Bedrijfsmotorvoertuigen; vrachtauto’s en trekkers
Aantal vrachtauto’s groeit voor het derde jaar op rij
Begin 2020 is de omvang van het vrachtwagenpark vergeleken met een jaar eerder licht toegenomen. Sinds 2017 is sprake van een kleine groei van het aantal vrachtauto’s. De achteruitgang van het vrachtwagenpark die in 2002 begon, is daarmee gestopt. Tussen 2002 en 2017 nam het aantal vrachtauto’s met bijna een kwart af, maar door de kleine groei van de afgelopen twee jaar is het aantal vrachtauto’s op 1 januari 2020 weer tot ruim 63 duizend gestegen.
Op 1 januari 2020 telde Nederland bijna 82 duizend trekkers voor oplegger. Dit aantal is met 43,7 procent gegroeid ten opzichte van 2010. Sinds 2012 zijn er meer trekkers voor oplegger dan reguliere vrachtauto’s.
Vrachtauto (excl. trekker voor oplegger) (x 1 000) | Trekker voor oplegger (x 1 000) | |
---|---|---|
2000 | 83,153 | 56,759 |
2001 | 83,418 | 59,804 |
2002 | 82,706 | 62,013 |
2003 | 81,668 | 62,889 |
2004 | 79,444 | 63,445 |
2005 | 77,619 | 64,519 |
2006 | 75,924 | 65,608 |
2007 | 75,841 | 70,544 |
2008 | 75,313 | 72,786 |
2009 | 75,112 | 74,624 |
2010 | 73,368 | 71,56 |
2011 | 71,386 | 71,329 |
2012 | 69,545 | 71,487 |
2013 | 67,096 | 70,422 |
2014 | 65,046 | 71,063 |
2015 | 63,356 | 70,533 |
2016 | 62,436 | 72,245 |
2017 | 62,155 | 74,218 |
2018 | 62,581 | 77,075 |
2019 | 62,963 | 80,078 |
2020 | 63,081 | 81,553 |
Bron: CBS, RDW |
Bronnen
Statline:
- Motorvoertuigenpark; type, leeftijdsklasse, 1 januari
- Bromfietsen; soort voertuig, bouwjaar, eigendom, leeftijd, regio, 1 januari
- Motorvoertuigen; sloop, export en overige uitval, leeftijd auto
- Bedrijfsvoertuigen; voertuigkenmerken, regio's, 1 januari
- Personenauto's; voertuigkenmerken, regio's, 1 januari
- Motorfietsen; voertuigkenmerken, regio's, 1 januari
- Personen met een rijbewijs; rijbewijscategorie, leeftijd, regio, 1 januari
- Bromfietsen; soort voertuig, bouwjaar, eigendom, leeftijd, regio, 1 januari
Begrippen en definities
Met de term speciaal voertuig worden verschillende typen motorvoertuigen voor het wegverkeer aangeduid, ontworpen voor andere doeleinden dan personen- of goederenvervoer.

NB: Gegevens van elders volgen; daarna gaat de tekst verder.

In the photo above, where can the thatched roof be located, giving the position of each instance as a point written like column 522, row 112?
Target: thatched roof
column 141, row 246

Hieronder vallen: kampeerwagens, voertuigen voor het vervoer van voertuigen, vuilniswagens, brandweerwagens, mobiele kranen, hoogwerkers en overige speciale motorvoertuigen voor het wegverkeer. Vanaf 1 mei 2009 worden kampeerwagens gekentekend als personenauto of als bus afhankelijk van het aantal zitplaatsen. Vóór die datum zijn kampeerwagens geregistreerd als speciale voertuigen.
In deze publicatie worden voertuigen uitgesplitst naar natuurlijke personen en rechtspersonen. Omwille van de leesbaarheid wordt bij natuurlijke personen de term particulieren gebruikt, en bij rechtspersonen de aanduiding bedrijven.